Deficiencies of complement proteins are generally associated with a high susceptibility of developing systemic infections. The complement system seems to be most important in protecting against encapsulated bacteria. Well known are the infections not only by Neisseria species related to deficiencies in the terminal complement pathway,13 but also by S aureus infections with deficiencies in the classical complement pathway.13 14 Furthermore, mice with depleted complement proteins using cobra venom factor show a significantly greater S aureus septicemia-related mortality compared with controls.15 It is therefore plausible to suggest that in our patient, who was severely deficient in classical and alternative complement pathways secondary to her SLE nephritis, the secondary complement deficiency has contributed to the development of the S aureus bacteraemia and osteomyelitis.
Learning points.
Bacteraemia may complicate systemic lupus erythematosus (SLE), and as such all patients with fever warrant blood culture analysis.
Secondary complement deficiency can occur in SLE nephritis due to increased consumption of components.
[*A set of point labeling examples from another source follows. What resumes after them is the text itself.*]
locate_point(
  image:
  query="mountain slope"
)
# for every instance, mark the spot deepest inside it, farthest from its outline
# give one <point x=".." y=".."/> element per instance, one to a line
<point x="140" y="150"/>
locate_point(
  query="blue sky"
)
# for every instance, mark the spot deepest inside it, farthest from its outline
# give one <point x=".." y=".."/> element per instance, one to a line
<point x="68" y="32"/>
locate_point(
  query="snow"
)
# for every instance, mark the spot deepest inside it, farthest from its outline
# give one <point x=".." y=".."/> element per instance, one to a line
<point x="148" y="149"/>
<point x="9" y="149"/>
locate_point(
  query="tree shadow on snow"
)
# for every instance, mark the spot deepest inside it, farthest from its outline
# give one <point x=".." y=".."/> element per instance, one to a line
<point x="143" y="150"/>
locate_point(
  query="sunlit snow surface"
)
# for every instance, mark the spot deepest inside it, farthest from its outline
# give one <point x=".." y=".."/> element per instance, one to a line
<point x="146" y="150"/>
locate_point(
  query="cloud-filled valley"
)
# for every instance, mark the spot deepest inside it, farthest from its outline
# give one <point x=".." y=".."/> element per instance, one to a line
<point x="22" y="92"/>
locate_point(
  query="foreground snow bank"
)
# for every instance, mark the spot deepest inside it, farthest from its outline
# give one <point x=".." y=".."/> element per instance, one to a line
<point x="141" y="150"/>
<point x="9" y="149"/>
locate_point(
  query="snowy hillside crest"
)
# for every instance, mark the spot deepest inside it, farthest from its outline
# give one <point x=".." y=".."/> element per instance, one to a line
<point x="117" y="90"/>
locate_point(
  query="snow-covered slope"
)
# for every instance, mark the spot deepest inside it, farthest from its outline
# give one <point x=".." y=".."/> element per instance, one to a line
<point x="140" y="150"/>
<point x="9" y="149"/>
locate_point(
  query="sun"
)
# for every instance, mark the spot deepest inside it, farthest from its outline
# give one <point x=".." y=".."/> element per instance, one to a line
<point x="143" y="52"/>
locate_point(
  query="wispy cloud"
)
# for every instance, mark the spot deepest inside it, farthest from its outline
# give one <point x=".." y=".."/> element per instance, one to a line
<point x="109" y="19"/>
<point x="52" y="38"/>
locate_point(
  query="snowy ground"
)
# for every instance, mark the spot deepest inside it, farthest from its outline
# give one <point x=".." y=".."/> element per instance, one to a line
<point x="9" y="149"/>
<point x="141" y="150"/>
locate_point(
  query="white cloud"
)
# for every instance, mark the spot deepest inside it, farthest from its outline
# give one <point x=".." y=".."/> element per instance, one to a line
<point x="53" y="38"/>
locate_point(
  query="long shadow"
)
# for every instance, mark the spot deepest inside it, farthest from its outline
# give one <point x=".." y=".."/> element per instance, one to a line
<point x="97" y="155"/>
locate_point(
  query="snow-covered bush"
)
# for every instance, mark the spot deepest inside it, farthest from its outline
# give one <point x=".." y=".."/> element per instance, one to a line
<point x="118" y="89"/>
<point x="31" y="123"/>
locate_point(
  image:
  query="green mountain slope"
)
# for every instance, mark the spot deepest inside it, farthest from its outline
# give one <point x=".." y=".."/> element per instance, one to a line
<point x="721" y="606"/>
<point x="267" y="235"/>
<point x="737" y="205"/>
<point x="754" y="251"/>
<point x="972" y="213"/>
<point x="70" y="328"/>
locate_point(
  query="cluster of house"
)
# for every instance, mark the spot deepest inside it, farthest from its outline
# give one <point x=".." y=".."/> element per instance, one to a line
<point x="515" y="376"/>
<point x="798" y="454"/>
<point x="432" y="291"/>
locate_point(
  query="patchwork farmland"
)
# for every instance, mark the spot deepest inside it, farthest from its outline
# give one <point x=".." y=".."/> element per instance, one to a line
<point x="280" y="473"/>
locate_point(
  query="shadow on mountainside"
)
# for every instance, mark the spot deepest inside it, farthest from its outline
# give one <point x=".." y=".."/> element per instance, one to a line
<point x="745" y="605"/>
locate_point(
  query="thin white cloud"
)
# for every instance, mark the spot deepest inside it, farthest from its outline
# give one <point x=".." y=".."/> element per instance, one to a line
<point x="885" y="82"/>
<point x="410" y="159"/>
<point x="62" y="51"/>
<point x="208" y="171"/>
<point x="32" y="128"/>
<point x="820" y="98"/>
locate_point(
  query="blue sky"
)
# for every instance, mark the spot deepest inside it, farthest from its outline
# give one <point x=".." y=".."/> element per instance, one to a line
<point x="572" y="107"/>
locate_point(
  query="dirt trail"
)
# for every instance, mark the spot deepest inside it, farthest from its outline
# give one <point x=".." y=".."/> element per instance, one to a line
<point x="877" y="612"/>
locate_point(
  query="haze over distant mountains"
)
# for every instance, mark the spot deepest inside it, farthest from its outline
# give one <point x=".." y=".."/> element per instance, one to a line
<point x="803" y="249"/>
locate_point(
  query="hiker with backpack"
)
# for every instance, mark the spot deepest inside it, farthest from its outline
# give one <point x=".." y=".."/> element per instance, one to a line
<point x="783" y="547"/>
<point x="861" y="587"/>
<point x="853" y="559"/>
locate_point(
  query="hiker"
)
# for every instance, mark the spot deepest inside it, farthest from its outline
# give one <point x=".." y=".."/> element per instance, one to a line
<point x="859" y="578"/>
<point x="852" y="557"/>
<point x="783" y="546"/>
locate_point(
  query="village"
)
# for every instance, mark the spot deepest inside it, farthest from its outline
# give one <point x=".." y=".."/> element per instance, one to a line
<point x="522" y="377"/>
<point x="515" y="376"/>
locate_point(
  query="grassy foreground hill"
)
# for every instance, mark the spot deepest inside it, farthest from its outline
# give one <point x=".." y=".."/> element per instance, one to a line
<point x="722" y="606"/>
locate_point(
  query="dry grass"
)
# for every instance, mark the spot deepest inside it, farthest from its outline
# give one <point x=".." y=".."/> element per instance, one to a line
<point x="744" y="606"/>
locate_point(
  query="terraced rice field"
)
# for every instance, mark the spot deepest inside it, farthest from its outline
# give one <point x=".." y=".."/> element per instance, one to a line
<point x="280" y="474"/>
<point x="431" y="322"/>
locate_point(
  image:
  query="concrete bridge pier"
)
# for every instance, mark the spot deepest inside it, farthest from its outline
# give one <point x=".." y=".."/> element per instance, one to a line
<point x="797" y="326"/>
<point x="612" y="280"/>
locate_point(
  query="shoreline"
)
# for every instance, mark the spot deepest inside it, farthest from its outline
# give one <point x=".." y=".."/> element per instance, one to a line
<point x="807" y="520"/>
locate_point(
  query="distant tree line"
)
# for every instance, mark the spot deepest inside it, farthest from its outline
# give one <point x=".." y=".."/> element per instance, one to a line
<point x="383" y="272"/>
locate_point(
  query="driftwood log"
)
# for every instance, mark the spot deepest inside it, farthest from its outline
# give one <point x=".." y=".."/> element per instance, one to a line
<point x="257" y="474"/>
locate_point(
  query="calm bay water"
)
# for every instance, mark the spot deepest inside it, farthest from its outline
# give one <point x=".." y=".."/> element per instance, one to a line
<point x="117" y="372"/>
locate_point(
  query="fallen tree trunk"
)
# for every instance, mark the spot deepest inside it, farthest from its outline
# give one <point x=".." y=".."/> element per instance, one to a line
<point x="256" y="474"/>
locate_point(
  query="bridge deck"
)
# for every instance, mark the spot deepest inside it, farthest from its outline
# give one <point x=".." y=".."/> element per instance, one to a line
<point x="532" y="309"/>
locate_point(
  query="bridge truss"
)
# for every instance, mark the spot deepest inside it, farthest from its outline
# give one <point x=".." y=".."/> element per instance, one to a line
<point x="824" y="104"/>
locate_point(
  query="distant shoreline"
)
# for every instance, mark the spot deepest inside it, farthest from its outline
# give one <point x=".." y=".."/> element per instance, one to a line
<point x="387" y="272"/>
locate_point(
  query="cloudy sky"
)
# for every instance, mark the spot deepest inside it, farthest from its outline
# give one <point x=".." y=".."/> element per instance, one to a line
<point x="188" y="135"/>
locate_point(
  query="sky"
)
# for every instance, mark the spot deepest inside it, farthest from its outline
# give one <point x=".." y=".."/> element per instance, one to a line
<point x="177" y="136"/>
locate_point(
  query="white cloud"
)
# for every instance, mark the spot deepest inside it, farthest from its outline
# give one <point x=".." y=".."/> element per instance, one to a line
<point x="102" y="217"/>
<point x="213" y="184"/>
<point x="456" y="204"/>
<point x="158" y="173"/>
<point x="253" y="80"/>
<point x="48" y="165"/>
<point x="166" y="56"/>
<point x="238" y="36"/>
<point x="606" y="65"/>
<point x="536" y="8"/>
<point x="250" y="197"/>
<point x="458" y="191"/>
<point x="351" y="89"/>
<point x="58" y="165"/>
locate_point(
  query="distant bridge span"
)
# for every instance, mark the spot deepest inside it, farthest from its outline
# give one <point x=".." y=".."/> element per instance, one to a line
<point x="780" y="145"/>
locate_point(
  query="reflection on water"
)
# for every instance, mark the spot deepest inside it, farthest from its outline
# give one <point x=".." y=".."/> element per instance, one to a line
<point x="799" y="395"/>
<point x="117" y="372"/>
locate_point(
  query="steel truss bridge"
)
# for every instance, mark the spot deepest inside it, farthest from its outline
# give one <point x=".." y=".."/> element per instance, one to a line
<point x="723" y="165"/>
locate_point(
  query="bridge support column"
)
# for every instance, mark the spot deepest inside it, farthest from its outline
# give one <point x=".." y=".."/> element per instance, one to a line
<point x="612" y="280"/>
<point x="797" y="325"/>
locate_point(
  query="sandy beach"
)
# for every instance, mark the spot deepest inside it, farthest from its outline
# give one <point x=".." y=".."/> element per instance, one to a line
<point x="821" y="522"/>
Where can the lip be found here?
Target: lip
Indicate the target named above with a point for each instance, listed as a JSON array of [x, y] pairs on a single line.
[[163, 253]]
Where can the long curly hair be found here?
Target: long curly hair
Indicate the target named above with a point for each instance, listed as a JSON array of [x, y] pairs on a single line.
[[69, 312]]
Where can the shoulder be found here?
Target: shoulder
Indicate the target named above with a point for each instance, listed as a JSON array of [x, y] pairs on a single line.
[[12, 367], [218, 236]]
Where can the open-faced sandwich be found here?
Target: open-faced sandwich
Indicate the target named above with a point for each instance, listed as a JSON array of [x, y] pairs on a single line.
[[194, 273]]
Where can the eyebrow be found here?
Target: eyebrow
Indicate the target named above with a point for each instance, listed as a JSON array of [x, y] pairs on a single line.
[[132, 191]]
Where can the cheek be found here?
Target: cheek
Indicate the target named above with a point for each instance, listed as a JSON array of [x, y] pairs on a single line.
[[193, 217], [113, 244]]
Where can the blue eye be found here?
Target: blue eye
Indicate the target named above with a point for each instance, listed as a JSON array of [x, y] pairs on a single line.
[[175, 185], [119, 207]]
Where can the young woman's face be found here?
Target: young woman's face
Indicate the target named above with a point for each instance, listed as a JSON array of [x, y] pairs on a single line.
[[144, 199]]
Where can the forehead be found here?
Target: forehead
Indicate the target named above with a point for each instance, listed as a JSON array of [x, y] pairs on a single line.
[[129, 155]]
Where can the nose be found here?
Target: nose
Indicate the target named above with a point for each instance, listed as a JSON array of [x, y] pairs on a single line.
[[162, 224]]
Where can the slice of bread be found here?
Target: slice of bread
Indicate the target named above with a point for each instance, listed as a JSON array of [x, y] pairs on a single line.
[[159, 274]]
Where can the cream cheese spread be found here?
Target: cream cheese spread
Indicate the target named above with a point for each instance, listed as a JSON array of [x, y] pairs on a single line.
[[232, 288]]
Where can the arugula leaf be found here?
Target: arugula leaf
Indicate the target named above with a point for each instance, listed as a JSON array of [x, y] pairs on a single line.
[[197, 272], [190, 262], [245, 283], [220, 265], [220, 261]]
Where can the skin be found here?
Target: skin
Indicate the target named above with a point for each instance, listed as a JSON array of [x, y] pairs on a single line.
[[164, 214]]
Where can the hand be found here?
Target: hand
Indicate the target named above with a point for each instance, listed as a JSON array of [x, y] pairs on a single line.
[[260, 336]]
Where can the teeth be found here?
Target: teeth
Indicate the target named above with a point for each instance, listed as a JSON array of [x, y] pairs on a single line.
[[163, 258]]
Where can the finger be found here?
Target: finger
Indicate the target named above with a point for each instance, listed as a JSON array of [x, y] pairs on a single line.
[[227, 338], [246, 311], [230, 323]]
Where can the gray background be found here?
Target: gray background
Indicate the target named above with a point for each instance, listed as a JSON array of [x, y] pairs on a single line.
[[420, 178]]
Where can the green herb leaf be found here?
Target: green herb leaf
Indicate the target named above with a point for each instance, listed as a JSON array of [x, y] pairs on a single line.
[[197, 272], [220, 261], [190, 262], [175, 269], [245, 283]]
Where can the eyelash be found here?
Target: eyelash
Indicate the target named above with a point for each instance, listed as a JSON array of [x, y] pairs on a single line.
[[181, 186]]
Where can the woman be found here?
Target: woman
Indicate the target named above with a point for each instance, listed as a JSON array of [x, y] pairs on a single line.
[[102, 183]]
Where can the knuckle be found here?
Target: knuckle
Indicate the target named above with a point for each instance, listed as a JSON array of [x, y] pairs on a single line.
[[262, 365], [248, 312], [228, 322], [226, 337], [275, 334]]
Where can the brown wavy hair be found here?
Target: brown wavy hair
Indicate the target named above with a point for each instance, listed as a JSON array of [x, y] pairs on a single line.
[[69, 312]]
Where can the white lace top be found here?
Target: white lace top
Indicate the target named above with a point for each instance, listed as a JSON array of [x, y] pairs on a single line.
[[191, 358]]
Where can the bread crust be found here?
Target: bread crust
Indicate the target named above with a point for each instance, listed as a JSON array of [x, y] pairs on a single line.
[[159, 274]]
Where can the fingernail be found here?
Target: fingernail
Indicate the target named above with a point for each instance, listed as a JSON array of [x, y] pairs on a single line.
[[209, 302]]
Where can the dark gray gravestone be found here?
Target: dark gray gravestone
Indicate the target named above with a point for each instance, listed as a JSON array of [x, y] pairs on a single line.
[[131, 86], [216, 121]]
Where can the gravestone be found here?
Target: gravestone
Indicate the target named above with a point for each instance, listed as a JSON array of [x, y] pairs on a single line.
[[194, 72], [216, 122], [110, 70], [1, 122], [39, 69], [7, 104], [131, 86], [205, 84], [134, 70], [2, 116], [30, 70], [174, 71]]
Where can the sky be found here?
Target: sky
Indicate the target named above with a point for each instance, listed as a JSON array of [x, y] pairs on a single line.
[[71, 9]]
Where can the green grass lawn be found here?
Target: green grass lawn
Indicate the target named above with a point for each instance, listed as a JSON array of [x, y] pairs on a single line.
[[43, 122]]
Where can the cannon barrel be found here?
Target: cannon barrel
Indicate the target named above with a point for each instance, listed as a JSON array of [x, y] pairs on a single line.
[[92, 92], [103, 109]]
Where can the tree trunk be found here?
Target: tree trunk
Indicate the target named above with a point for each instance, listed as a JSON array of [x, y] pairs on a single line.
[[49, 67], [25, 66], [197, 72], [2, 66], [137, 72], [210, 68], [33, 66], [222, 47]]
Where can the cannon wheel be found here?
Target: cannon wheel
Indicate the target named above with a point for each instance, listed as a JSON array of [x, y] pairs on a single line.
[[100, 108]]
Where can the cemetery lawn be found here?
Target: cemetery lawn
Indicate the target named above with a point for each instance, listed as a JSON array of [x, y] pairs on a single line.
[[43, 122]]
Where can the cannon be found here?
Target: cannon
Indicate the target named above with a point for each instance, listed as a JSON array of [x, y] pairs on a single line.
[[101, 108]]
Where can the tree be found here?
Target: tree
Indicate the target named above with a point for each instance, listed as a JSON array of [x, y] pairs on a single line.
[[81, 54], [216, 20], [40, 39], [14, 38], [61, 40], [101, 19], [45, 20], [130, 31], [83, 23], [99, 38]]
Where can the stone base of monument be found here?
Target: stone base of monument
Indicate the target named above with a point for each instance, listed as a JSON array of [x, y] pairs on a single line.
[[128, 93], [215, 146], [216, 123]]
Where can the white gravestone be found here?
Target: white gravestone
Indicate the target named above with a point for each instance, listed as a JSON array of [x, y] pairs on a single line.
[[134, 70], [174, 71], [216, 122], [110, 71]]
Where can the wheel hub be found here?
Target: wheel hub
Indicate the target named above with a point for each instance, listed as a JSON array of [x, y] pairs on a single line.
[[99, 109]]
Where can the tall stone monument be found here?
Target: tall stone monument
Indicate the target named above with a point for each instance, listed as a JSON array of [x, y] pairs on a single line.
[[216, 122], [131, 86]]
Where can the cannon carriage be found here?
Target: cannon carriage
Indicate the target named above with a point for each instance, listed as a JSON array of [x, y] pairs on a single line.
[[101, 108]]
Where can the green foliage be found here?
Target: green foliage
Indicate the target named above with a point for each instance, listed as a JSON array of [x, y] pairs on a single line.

Secondary complement deficiency may contribute to the development of Staphylococcus aureus bacteraemia and osteomyelitis.
Footnotes
Contributors: JPH drafted and revised the manuscript. PCEHM, RGMB and RtC participated in designing the manuscript and coordination, and critically revised the manuscript. All authors were involved in patient care; and read and approved the final version of the manuscript.
Competing interests: None.
Patient consent: Obtained.
Provenance and peer review: Not commissioned; externally peer reviewed.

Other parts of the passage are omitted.